Nachdem der MDR ja im vergangenen Jahr ganz finstere Grütze über das WGT produziert hat, haben sie sich 2014 für ihre Sendung „artour“ wesentlich besser aufgestellt. Immer noch mit einer ahnungslosen Moderatorin (aber erträglicher), die jedoch sehr gut ausgewählte Interviewpartner hat (Alexander Nym, Anne Clark und den WGT-Gründer Michael W. Brunner), denen sie auch nicht nur Schülerzeitungsfragen stellt. Der Bericht erfüllt sogar seinen Bildungsauftrag über die Entstehung der schwarzen Szene und des WGT. Frappierende 45min, die Grufties glücklich machen. Danke, MDR! Jetzt würde ich nur noch gern wissen, warum das bisher nicht geklappt hat?!
Wie die anderen Presseorgane sich über das 23. Wave-Gotik-Treffen ergossen haben, erfahrt ihr in Spontis‘ sehr gelungener WGT-Presseschau.
Was waren Eure Highlights des 23. WGT? Ich bin sehr gespannt! 😉
12 Kommentare zu „Treffenverwöhnt – mein WGT 2014“
Hey Shan,
erstmal wunderbarer Bericht zum jährlichen Treffen. Jetzt ärgere ich mich ja doch etwas die Konzerte zugunsten der Hitze, Kultur und Freunden etwas sausen gelassen zu haben.
Zu der Wärme es war tatsächlich einfach zu heiß. Viele von uns haben sich einfach ein bisschen verkrochen, weil wir sonst gestorben wären vor Hitze.
Zu den Partys und Konzerten kann ich jetzt nichts sagen, da ich letztes Jahr zum ersten Mal beim WGT war und keine großen Vergleichsmöglichkeiten.
Dann bin ich froh dich auch mal persönlich gesprochen zu haben (WWWY) und ich verspreche etwas mehr aktiv zu lesen 🙂
Liebe Grüße Kathi
Liebe Kathi,
hat mich auch echt gefreut, dass wir uns getroffen und auch mal kurz geschwatzt haben. 😉
Dann ’stick on here‘ und liebe Grusels
Shan Dark
@Schwarzer Nieswurz:
Danke für Dein Lob für das Saeldes Sanc Konzert. Ich habe in den letzten Wochen immer ein leichtes Grinsen vor Freude auf den Lippen, wenn ich Stimmen im Netz lese, die sagen, dass es DAS Highlight des WGTs war. Auch wenn es nicht zum offiziellen WGT gehörte, da der Freundeskreis Gothic Christ (übrigens eng verbandelt mit der Blauen Stunde) autark die Veranstaltung organisiert.

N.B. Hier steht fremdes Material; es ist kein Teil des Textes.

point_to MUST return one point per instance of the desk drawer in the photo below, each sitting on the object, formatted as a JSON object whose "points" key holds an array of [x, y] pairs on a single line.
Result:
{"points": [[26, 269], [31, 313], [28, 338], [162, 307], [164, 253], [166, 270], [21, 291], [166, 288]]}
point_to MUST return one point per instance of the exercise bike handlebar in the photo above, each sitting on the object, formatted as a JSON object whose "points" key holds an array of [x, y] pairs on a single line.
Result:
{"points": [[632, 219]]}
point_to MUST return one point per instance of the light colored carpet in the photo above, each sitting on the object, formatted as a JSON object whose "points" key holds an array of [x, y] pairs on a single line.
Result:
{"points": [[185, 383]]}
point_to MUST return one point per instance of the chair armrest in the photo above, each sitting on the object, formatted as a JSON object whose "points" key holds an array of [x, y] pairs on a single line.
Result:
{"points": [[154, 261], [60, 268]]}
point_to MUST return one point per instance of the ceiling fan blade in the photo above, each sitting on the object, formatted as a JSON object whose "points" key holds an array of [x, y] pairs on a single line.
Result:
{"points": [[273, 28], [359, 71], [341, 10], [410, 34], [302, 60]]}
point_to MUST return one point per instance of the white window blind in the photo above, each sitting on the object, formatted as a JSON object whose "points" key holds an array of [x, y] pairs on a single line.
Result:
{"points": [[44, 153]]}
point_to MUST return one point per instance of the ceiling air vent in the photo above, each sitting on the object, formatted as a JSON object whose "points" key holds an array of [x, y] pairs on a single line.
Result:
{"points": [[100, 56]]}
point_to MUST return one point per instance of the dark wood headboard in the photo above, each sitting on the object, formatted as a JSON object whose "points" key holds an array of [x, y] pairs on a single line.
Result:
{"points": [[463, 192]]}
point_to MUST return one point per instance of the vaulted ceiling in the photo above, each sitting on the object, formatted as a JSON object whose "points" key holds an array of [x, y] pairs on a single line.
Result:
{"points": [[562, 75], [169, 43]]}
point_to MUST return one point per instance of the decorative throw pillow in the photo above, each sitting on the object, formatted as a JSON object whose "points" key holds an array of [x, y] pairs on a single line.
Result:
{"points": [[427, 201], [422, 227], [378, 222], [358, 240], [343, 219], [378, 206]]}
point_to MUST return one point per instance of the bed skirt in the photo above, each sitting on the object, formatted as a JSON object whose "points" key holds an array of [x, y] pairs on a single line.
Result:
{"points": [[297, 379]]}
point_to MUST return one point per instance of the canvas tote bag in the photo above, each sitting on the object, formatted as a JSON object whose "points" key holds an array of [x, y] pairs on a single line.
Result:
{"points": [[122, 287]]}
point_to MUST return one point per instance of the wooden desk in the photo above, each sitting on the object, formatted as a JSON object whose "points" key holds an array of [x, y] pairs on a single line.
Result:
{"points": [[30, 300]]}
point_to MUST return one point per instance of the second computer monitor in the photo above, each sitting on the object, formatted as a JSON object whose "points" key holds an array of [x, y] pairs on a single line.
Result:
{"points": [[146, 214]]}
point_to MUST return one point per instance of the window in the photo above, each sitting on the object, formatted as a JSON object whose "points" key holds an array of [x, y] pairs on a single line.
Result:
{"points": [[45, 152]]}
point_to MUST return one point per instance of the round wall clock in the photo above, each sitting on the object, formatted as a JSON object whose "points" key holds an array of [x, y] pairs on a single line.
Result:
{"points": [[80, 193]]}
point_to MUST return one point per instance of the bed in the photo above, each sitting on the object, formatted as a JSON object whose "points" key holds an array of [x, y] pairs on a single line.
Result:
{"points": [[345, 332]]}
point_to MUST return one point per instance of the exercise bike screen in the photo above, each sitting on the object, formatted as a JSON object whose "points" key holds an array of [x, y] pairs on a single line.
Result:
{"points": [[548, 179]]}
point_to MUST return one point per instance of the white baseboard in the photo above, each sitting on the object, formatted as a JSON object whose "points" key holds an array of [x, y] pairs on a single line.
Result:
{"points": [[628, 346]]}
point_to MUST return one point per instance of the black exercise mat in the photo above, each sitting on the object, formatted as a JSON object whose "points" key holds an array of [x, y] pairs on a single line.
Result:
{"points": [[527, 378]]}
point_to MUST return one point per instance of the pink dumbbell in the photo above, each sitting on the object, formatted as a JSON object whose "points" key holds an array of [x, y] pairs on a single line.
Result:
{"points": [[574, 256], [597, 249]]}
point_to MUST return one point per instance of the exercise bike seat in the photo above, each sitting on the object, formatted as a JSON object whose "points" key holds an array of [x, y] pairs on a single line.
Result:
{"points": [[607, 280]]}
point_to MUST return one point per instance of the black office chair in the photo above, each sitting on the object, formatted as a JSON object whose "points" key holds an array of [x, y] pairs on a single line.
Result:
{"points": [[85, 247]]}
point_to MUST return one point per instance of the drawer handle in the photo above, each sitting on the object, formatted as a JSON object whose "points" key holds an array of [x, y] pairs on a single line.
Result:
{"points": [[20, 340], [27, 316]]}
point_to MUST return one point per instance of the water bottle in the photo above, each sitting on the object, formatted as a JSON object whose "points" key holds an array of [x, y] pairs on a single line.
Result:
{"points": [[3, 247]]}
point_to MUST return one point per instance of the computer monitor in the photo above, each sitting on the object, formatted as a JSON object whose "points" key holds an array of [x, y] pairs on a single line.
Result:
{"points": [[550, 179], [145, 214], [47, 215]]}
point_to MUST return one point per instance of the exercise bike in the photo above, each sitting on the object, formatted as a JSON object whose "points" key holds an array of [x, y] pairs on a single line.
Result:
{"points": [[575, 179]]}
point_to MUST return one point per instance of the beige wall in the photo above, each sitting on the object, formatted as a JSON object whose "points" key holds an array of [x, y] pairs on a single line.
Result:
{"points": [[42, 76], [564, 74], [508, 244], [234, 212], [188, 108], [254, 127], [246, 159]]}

Ein leichtes Grinsen deswegen, weil ich zu Anfang erst skeptisch war, ob Saeldes Sanc wirklich in diese große, alte Kirche passen würde. Habe Hannahs Musik letztes Jahr bei der Recherche zu „Snowflakes II“ über die Leipziger Band Molllust gefunden und ihr spontan gleich eine Plattform auf jener Compilation gegeben, weil ich es so klasse fand.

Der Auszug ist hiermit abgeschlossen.